The term `chromatin' refers to the packaging of DNA with proteins and RNA, which is the native state of the genome in the nucleus that is critical for proper regulation of genome functions. Heterochromatin is a chromatin state that is condensed, less accessible and generally repressed for transcription compared to euchromatin. Heterochromatin has been observed in all multicellular and unicellular eukaryotes studied to date, is enriched for repetitive sequences and comprises approximately 30% of the Drosophila and Homo sapiens genomes. Heterochromatin is defined molecularly by enrichment for histone H3 containing di- and tri-methylation of lysine 9 (H3K9me2/3) and its binding partner Heterochromatin Protein 1a (HP1a).

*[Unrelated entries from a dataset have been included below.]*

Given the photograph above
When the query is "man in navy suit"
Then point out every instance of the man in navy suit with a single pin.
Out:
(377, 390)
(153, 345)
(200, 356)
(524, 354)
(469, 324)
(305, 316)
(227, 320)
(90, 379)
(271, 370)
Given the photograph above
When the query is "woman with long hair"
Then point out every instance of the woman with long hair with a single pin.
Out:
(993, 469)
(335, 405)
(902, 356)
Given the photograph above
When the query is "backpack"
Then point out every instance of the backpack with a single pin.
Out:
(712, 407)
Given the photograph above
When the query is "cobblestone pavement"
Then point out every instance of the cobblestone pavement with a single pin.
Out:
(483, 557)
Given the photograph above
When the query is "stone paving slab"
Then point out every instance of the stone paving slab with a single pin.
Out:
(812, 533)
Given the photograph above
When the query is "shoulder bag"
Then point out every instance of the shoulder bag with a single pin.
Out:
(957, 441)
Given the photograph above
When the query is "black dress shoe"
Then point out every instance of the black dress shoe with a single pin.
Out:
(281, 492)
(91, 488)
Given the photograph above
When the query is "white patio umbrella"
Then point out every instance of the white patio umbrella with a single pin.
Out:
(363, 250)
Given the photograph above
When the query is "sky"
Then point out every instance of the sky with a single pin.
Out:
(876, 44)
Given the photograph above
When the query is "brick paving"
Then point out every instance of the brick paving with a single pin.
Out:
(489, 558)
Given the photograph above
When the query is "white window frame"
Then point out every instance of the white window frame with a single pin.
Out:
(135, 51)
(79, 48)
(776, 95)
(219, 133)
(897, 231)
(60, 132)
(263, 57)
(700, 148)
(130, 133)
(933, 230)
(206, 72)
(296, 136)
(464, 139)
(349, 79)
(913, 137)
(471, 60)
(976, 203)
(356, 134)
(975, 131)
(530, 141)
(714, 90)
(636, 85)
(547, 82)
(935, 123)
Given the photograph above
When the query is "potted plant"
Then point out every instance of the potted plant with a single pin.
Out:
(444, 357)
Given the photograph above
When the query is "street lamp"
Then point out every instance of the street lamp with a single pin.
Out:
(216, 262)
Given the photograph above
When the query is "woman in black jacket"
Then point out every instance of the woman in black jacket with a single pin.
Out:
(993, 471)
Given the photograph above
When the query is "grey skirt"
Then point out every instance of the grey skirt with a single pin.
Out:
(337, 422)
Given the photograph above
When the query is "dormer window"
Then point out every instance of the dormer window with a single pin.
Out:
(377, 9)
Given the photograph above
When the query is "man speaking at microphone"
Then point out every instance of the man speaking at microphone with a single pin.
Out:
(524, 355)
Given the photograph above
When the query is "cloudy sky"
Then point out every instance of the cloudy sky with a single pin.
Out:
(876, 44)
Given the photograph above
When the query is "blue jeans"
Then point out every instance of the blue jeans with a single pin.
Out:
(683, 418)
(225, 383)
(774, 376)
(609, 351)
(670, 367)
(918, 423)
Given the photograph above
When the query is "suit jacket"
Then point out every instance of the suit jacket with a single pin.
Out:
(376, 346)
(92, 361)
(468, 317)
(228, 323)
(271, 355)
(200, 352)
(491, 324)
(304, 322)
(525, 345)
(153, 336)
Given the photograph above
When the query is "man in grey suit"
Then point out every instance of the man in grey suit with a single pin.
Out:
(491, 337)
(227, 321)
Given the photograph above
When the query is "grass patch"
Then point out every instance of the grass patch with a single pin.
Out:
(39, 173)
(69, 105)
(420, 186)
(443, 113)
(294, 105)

HP1a interacts with a wide range of proteins and directs a diverse set of heterochromatin functions, including repeat and genome stability, telomere protection, gene silencing, proper chromosome segregation and the heterochromatic DNA damage response (hDDR). In order to better understand how heterochromatin functions (especially the hDDR) are mediated, we purified HP1a before and after induced-DNA damage, and mass spectrometry analysis identified 118 putative novel HP1a-interacting proteins (HPips) and 10 putative HP1a post-translational modifications (PTMs). We determined that two of these novel binding proteins (CG8108 and CG7357) colocalize with HP1a in tissue culture cells and implicated roles for Kdm4A and Dre4 in the hDDR. Additionally, we show that a HP1a PTM (K4) and a HPip (HP5) regulate the volume of the heterochromatin domain. Finally, we identified SUMO as a HP1a PTM and show that the E3 SUMO ligase Su(var)2-10 is necessary for genomic stability and regulating the hDDR.

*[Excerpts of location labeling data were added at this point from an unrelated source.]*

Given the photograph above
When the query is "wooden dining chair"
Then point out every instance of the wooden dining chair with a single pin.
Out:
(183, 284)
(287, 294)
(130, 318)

In addition to identifying novel components of heterochromatin we identified novel functional regulators of HP1a by performing a genome-wide RNAi screen which assayed HP1a levels by immunofluorescence. We identified 374 candidate regulators of heterochromatin including 18 genes whose function in regulating HP1a had only previously been inferred by indirect measures. We characterized one of these genes MBD-like as regulating H3K9me2 and HP1a localization to heterochromatin.
One exciting finding was the identification of CG8108, a novel HPip that negatively regulates HP1a levels in the nucleus. To better understand the function of this unusual protein we investigated the molecular and organismal affects of misregulating CG8108. We found that overexpression of CG8108 alters the nuclear distribution of the HP1a domain, and depletion of CG8108 redistributes HP1a occupancy at heterochromatic DNA, resulting in suppression of heterochromatin-mediated silencing. Consistent with these observations, CG8108 negatively regulates HP1a solubility on chromatin, which may indicate increased HP1a compaction or molecular crowding. Finally, CG8108 is required for the hDDR and organismal viability.
These experiments provide a foundation for building a more complete model of heterochromatin structure and function through more detailed analysis of novel HPips and HP1a regulating proteins. Additionally, we suggest that a deeper understanding of non-histone PTMs and the heterochromatin `microenvironment' must be included to generate a complete model of heterochromatin structure and function.